Chuck Connelly is a Pittsburgh artist making his West Coast debut with a series of enigmatic canvases that fuse elements of landscape, objective representation and narrative through painterly impasto. Connelly paints aerial and frontal topographies, featuring rivers, streams, bridges and architectural forms that often resemble road maps or geographical renderings, as well as floating forms against dark, amorphous backgrounds that suggest mechanical appliances or R.M. Fischer-like table lamps. Each is rendered in an expressionistic style in rich earth colors and bright primaries, starkly outlined to stress an almost abstract geometrical structure.
Expressionism is a misnomer here, however, largely because its cliched characteristics are applied to passive, conceptual concerns devoid of emotional resonance.

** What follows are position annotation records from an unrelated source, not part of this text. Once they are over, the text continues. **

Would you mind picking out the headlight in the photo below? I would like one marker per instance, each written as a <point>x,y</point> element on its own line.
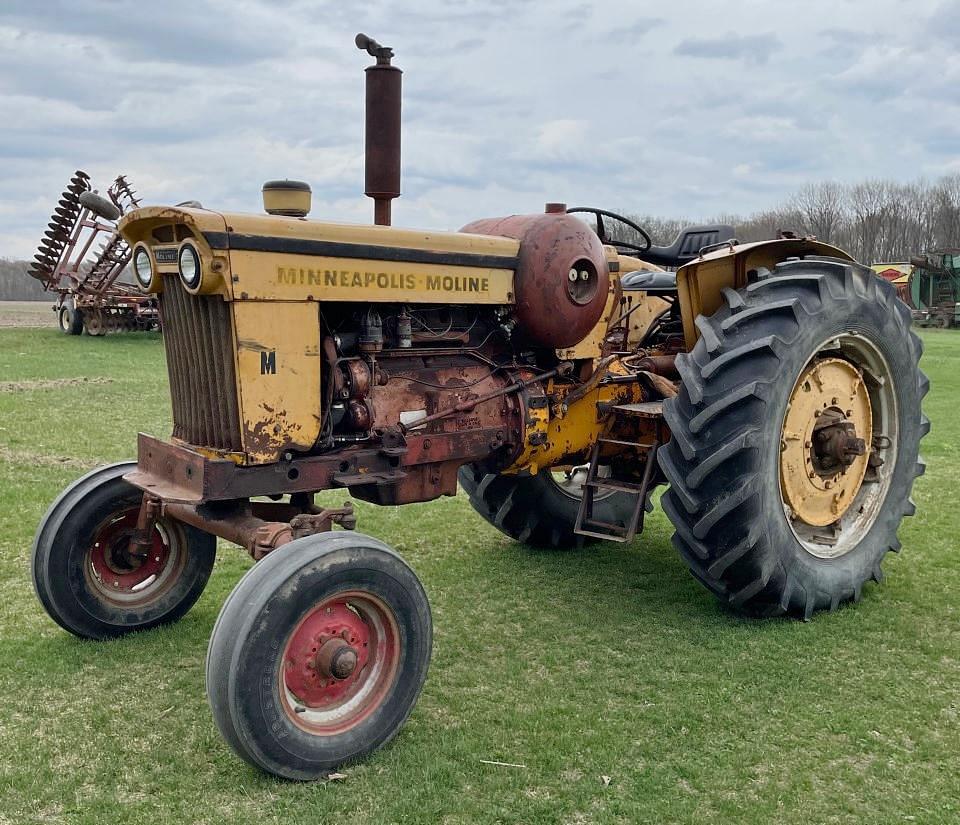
<point>190,272</point>
<point>142,267</point>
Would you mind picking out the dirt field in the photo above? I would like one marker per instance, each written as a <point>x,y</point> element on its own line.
<point>27,314</point>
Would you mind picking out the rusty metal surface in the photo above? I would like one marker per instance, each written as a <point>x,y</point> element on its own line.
<point>823,456</point>
<point>556,305</point>
<point>422,469</point>
<point>383,105</point>
<point>198,339</point>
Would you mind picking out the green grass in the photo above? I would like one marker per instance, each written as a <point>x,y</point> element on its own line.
<point>608,662</point>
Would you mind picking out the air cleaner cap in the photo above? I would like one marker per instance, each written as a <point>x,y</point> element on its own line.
<point>287,197</point>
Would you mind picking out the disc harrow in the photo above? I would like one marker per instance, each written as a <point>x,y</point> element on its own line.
<point>82,258</point>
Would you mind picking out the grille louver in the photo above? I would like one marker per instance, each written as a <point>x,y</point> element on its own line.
<point>203,387</point>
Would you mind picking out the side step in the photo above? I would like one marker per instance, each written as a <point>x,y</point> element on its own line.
<point>586,524</point>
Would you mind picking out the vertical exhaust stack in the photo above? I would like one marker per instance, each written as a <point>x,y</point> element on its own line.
<point>382,128</point>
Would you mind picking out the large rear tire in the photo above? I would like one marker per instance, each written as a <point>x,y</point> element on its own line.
<point>87,581</point>
<point>773,511</point>
<point>319,654</point>
<point>70,319</point>
<point>540,510</point>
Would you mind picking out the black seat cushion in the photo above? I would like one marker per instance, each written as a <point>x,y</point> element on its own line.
<point>645,280</point>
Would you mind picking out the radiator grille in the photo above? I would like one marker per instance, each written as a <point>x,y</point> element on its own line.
<point>203,386</point>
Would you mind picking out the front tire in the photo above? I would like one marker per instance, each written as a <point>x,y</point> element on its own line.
<point>319,655</point>
<point>70,319</point>
<point>90,585</point>
<point>767,517</point>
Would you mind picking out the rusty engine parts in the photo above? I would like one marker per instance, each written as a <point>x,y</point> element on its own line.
<point>556,374</point>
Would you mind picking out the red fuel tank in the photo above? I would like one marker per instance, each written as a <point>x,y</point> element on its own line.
<point>561,279</point>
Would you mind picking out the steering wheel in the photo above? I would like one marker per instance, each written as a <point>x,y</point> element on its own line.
<point>602,230</point>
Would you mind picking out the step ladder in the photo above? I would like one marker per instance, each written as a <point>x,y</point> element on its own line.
<point>586,524</point>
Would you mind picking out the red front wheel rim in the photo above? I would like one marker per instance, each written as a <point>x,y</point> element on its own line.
<point>125,580</point>
<point>339,663</point>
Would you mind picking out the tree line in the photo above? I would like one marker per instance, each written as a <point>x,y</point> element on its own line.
<point>875,220</point>
<point>17,285</point>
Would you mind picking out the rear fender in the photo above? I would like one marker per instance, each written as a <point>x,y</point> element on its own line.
<point>699,283</point>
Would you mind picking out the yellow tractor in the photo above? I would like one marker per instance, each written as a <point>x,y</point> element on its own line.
<point>557,374</point>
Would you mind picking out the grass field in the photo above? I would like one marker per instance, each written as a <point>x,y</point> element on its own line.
<point>626,692</point>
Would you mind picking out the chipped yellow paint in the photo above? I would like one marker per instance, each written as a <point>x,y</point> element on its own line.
<point>572,435</point>
<point>700,282</point>
<point>815,497</point>
<point>278,376</point>
<point>273,276</point>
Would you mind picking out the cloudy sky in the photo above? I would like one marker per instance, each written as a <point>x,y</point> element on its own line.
<point>683,108</point>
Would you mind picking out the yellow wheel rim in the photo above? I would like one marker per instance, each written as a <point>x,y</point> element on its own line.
<point>825,443</point>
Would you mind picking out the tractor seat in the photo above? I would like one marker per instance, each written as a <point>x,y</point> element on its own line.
<point>650,280</point>
<point>687,245</point>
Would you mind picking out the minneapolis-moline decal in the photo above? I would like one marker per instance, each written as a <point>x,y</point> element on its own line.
<point>407,281</point>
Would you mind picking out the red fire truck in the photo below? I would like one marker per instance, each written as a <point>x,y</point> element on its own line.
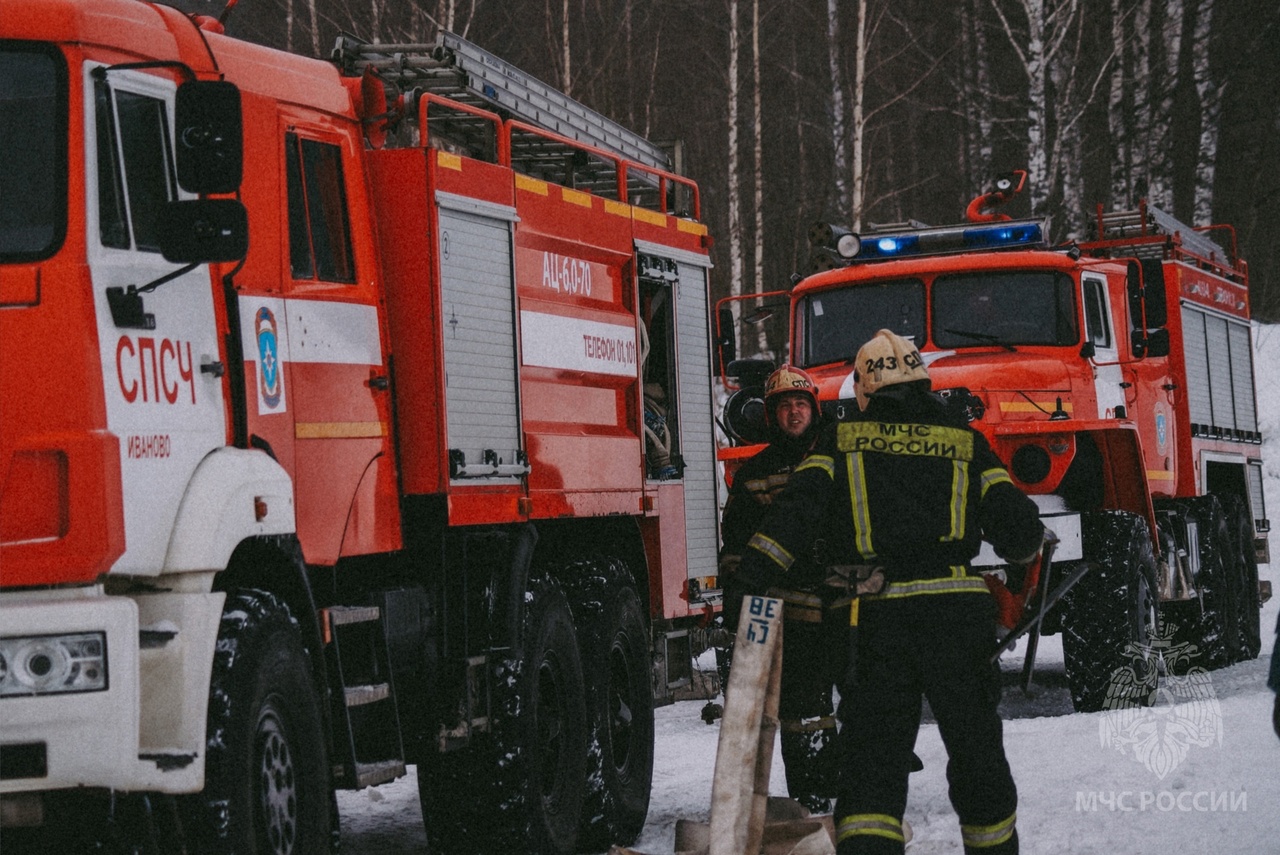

Instead, Connelly seems to be making a statement about paint itself. Landscape and object act as mere devices for the arrangement of painterly forms and color juxtapositions in space. Through homogeneous use of broad stroke and thick impasto, which unify diverse subjects into a common vocabulary, the language of Modernism is reduced to a mere exercise in arbitrary style, an aesthetic game of codes and signs that add up to little more than floating metaphors.
So why paint at all? Connelly seems to be suggesting that painting can be a viable medium once it is stripped of metaphorical and representational deceits. Painting, in effect, must "return to zero" and reconstitute itself as a pure, self-reflexive aesthetic. Connelly's oeuvre succeeds largely through the sheer bravura of his representation, but one wonders whether he has backed himself into a stylistic corner with the obvious realization that Neo-Expressionism is but a mere exercise in defunct historical mannerism. (Asher/Faure, 612 N. Almont Drive, to Feb. 1.)